Commissioned by the BBC

  • 3(pic).2+ca.32+bcl.2+cbn/4.3.3.1/2timp.3perc/pf/str
  • organ
  • 30 min

Programme Note

For sufficient reasons, pieces of music, like ships and people, must have names. That being so, my choice of a title was governed by the nature of the music I was trying to write, and by the need to discover its proper name. I wanted to write a work in which two complete and complex sound entities, organ and orchestra, would operate together, each on its own terms. Despite attempts during the nineteenth century to create organs which produced sounds analogous to orchestral timbres, the fact remains that, from the point of view of tonal properties, organ and orchestra are polar opposites. It is this essential 'dissonance of timbre' between them which led me to call the work Diaphony, a term used by medieval theorists to indicate elements which sound against one another; this seems to have been their term for what they considered to be harmonic dissonance.
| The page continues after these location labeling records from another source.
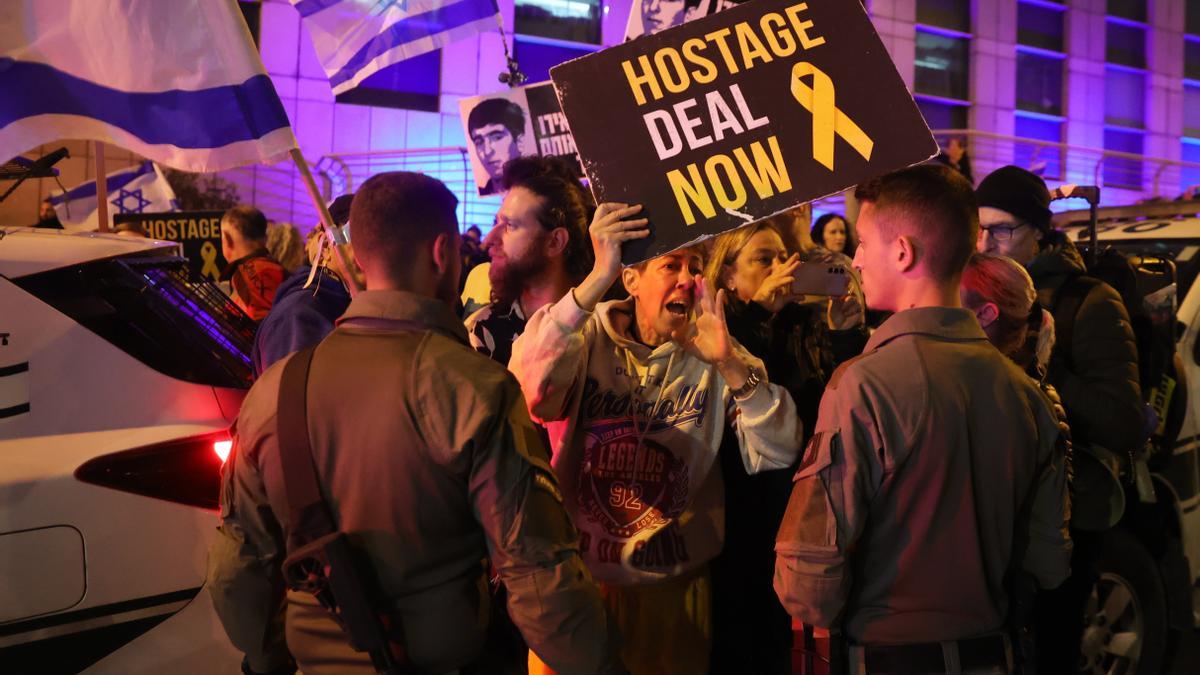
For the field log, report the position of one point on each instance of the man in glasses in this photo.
(1093, 364)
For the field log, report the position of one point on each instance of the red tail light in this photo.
(184, 471)
(222, 449)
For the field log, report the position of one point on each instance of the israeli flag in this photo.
(357, 37)
(142, 189)
(180, 82)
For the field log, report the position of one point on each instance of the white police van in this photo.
(119, 378)
(1147, 597)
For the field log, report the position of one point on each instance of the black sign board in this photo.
(198, 232)
(735, 117)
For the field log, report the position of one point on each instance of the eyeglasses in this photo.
(1001, 232)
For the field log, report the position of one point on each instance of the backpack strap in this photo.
(309, 517)
(1065, 308)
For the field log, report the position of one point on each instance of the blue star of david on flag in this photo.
(125, 195)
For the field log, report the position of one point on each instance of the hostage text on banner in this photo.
(197, 232)
(735, 117)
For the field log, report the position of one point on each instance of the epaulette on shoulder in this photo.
(838, 372)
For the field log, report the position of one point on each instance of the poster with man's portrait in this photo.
(498, 129)
(647, 17)
(517, 123)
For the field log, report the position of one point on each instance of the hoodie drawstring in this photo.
(636, 400)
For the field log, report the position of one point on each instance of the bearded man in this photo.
(539, 249)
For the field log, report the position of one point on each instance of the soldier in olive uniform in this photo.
(930, 473)
(427, 461)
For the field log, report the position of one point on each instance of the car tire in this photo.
(1125, 617)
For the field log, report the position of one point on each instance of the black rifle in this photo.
(321, 560)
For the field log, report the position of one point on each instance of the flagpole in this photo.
(327, 220)
(101, 186)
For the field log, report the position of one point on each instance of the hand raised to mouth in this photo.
(708, 338)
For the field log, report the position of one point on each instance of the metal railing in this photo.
(1125, 177)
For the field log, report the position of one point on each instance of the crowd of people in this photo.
(669, 467)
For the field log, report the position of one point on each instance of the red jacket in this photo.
(253, 280)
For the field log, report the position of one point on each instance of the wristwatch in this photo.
(753, 378)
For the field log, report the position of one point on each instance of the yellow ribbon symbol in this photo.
(209, 252)
(827, 119)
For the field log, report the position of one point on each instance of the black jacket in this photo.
(1097, 372)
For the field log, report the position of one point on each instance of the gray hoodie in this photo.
(635, 432)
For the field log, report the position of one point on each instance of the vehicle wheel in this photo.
(1125, 619)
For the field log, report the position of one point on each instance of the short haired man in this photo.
(539, 249)
(253, 275)
(1096, 372)
(304, 314)
(430, 464)
(636, 395)
(496, 126)
(905, 515)
(1093, 365)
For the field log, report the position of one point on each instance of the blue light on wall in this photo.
(1189, 177)
(1042, 159)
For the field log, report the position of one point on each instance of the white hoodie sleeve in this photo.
(769, 430)
(550, 358)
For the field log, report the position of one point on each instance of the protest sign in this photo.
(517, 123)
(647, 17)
(736, 117)
(198, 232)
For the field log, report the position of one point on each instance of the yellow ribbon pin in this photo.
(209, 254)
(827, 119)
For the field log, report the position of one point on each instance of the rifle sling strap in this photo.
(309, 515)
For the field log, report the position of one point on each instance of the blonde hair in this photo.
(285, 244)
(725, 249)
(1003, 282)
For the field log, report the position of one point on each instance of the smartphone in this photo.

My interest in this medieval term further relates to the origin of the work, which was written with a view to performance in St Albans Abbey; the association of the organ with religious ceremony, together with the remarkable story of Alban himself, both played their part in the conception of the music. The brief first movement is based on two contrasting ideas, a fanfare-like figure and a pulsating pattern of repeated notes, which gradually interpenetrate one another. After a short silence the second movement begins; this is a set of variations, 18 in all. 11 are played by the orchestra and 7 by the organ, but in pursuit of the idea of their mutual independence they play them together, not in alternation. This means that the overlapping of differing kinds of music, initiated in the opening movement, is carried a stage further.

The result of this overlapping is twofold; organ and orchestra preserve their variational independence, but the result of their simultaneous activity is heard by the listener as a continuous process of transformation. At the beginning of the movement the individual variations are clearly defined, but as they become mixed together an overall increase of pace turns slow music into an allegro, and the allegro into a scherzo. Here the actual form of the music mirrors the acoustical implication of the title, being an analogy with the phenomenon of combination-tones - the process whereby the union of two different sounds will yield a third.

The abrupt emergence of the cadenza-like final movement from the gradual and cumulative development of the second represents a further extension of the relation between organ and orchestra. This time it is a question of alternation and opposition, since the three so-called Voluntaries played by the organ are interrupted by the orchestra. When the orchestra falls silent, the organ resumes the Voluntary at the point at which it was abandoned. The orchestral music is finally reduced to a single thread, a cello solo which leads to a final statement of the material which was the subject of the variation movement.

The score is dedicated to Stephen Plaistow.